I mean, the beauty of this local food is that it's fresher and it's obviously had less of a carbon footprint. But the fresher the food, just you just let the food sing. You cook it less.

And I'm so spoiled with the taste of food that my idea of what tastes good is probably a little different than people who don't have a garden. Our potatoes taste different because they're so fresh. And my Brussels sprouts probably taste slightly different.

But yeah, I would definitely recommend looking for-- I mean, there's tons of great farms. And if you had caught me a little bit sooner, Cathy, I would have said try to go to a winter farmer's market in the Twin Cities. There's lots of those that happen on the weekends in November. But I think we are down to the wire, so I would recommend co-ops for finding and sourcing local veggies.

CATHY WURZER: Good idea. Say, what dish are you most excited for this year? It sounds like maybe your apple pie? Maybe I'm wrong.

MEG COWDEN: Apple pie. Yeah, no, the apple-- I make a really-- my husband loves my pies. I do, too. All butter crust. It's for the win now on that one.

CATHY WURZER: Yeah.

MEG COWDEN: And I love our stuffing, which we put apples in, and water chestnuts, and wild rice, and celery, and onions. And so that's always one of our favorites that we enjoy. We're also smoking a turkey for the first time on a new smoker, so that is also going to be kind of exciting.

I love just the flavors together. And then every bite of food is like, oh my gosh, we grew that. Can you believe that? It's just a continued moment of awe for me.

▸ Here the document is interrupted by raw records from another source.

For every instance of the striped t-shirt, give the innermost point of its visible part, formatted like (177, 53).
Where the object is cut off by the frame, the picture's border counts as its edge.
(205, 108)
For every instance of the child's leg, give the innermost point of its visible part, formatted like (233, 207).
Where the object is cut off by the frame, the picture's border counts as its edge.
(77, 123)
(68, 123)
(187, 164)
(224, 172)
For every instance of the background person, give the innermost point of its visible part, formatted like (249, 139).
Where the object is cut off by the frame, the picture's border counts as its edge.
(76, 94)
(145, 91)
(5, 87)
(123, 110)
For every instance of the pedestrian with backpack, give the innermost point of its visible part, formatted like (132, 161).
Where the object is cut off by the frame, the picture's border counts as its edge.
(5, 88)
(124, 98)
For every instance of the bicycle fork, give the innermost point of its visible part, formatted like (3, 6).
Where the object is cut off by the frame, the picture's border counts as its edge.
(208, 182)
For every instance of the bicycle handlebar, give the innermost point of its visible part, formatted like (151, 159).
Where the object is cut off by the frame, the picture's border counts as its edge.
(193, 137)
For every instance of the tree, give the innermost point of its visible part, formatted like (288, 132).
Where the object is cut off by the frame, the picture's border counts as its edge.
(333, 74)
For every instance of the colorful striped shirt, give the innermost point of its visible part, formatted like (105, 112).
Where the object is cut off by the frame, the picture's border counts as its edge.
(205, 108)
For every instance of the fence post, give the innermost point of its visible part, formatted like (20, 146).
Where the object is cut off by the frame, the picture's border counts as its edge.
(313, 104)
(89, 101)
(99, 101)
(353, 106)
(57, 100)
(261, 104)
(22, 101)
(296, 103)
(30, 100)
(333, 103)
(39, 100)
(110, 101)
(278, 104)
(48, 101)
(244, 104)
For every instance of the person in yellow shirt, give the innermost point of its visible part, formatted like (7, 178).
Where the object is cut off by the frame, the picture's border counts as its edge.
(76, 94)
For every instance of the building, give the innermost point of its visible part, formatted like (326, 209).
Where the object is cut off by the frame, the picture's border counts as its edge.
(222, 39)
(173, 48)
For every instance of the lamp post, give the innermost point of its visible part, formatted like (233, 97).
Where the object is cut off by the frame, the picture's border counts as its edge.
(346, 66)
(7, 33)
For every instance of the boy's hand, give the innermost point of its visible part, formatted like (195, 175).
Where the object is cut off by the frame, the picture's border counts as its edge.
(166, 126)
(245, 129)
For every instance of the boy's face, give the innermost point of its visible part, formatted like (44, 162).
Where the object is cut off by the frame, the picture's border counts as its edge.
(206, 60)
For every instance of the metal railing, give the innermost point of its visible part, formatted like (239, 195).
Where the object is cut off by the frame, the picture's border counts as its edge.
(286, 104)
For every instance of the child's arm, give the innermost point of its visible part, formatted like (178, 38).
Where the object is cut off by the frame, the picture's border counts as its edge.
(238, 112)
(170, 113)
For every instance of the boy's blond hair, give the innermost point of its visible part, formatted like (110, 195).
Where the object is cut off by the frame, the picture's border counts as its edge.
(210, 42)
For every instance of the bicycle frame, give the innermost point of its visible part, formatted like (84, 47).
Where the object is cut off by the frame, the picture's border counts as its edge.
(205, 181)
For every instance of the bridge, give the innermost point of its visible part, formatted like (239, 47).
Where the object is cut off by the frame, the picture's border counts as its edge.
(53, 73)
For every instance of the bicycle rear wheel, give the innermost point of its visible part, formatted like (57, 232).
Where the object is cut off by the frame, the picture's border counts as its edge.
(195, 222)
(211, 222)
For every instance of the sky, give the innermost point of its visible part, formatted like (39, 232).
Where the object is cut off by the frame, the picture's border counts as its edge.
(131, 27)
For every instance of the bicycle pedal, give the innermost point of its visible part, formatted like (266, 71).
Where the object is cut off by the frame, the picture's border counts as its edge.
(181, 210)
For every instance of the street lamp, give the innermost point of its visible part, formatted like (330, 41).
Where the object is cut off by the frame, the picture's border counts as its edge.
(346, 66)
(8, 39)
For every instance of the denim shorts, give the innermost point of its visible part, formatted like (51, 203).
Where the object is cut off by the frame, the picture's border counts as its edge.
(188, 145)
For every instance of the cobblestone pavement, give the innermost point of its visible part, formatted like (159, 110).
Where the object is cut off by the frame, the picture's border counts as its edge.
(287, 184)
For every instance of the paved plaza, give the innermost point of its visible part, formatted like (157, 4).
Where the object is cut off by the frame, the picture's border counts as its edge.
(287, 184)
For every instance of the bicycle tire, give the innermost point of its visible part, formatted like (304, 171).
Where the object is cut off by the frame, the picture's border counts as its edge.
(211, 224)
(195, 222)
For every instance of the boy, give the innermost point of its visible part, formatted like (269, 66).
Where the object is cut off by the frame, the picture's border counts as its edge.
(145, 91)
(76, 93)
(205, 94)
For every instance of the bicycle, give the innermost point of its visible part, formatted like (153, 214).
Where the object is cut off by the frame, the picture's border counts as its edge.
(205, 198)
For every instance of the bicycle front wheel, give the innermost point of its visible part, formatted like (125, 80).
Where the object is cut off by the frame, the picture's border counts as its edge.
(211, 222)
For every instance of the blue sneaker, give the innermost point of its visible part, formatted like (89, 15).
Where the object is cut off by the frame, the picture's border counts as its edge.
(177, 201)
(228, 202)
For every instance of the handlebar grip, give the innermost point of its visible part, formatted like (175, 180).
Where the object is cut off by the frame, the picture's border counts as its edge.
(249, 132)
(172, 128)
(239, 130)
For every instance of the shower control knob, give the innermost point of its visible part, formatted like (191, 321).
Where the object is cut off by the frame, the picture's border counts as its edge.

I mean, it happens all summer when I bite into a tomato sandwich. I'm like, oh man, we grew that tomato. It's going to be the same thing on Thursday. The whole meal, looking at it, it's almost overwhelming in its simplicity and its bounty that we produced that.

CATHY WURZER: It's a beautiful thing. Obviously, it means a lot to you to have a feast that comes from your very own garden.

MEG COWDEN: Yeah, it does. And really this feast, if you travel all the way back in time to our fruit tree, this is a sixth year in the making meal that we're going to consume over the course of an hour or so. And that's true of any meal that we eat. But because I've grown it all, I have that intimate awareness of that. And that makes it more reverent in a way, if that makes sense.

CATHY WURZER: Yes, it does. Oh, my goodness, Meg. I hope you have a wonderful Thanksgiving. It sounds like you will.

And I'm grateful for you and what you've done for the show. Thank you so much. We'll talk soon.

MEG COWDEN: Thank you, Cathy. Thank you so much.

CATHY WURZER: Happy Thanksgiving.

MEG COWDEN: Thank you so much. Take care. You, too.

CATHY WURZER: You, too. Minnesota gardener Meg Cowden, she's the author of the book Plant Grow Harvest Repeat. Check it out. She is a great guest and she knows an awful lot.